Valéry Tché, 24 ans, est encore étourdi après sa mésaventure survenue dans la journée d'hier, jeudi 10 septembre. Gisant sur un lit de l'hôpital Laquintinie, le jeune homme se souvient péniblement du vol à main armée dont il a été victime quelque temps plus tôt. Peu avant midi, Valéry se voit confier par son patron, une somme de 6,850 millions de francs Cfa, avec pour mission de déposer le pactole dans une banque située plus loin au quartier Akwa. Le jeune émissaire grimpe sur sa moto et prend le chemin de l'établissement bancaire. En cours de route, notamment à la rue Barnabé à Akwa, Valéry est interpellé par deux individus, également sur une moto, qui lui signalent que sa moto a une crevaison. Le temps de stopper son motocycle, Valéry Tché est brutalisé et sommé de remettre son sac. La victime n'a pas le temps de riposter qu'il reçoit une balle à la jambe gauche. Dans la foulée, les brigands prennent la poudre d'escampette sous les regards impuissants de nombreux témoins.

Valéry sera ensuite conduit aux urgences de l'hôpital Laquintinie.
D'après les médecins, il s'est fracturé le fémur. "Pour l'instant, sa vie n'est pas menacée. Il doit néanmoins subir une chirurgie qui permettra d'extraire la balle", apprend-on de source médicale. Des éléments de la brigade de gendarmerie d'Akwa Sud ont auditionné la victime. Le patron de cette dernière confie qu'il a l'habitude de commissionner discrètement son employé pour un dépôt à la banque.
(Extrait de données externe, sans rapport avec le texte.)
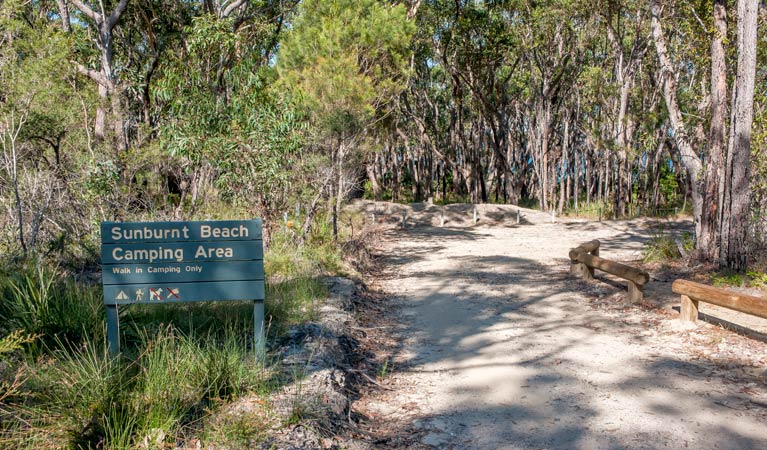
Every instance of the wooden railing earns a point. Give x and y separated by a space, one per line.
585 258
692 293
Il soupçonne ainsi que ce vol est un coup monté par les autres employés. L'entreprise qui subit le préjudice est une boutique située au niveau du lieu dit "carrefour deux églises", zone commerciale. Plus tard, un témoin raconte que la scène du vol s'est déroulée "en un temps record", si bien qu'aucun des témoins n'a eu le temps de réagir. Par ailleurs, avoue Roudolphe, vendeur de journaux à la criée qui a vécu la scène, "le pistolet automatique, dont était muni l'un des agresseurs, nous a tenu en respect. La victime a rampé longtemps en gémissant. Quelqu'un a hélé un taxi pour le conduire à Laquintinie", raconte Roudolphe.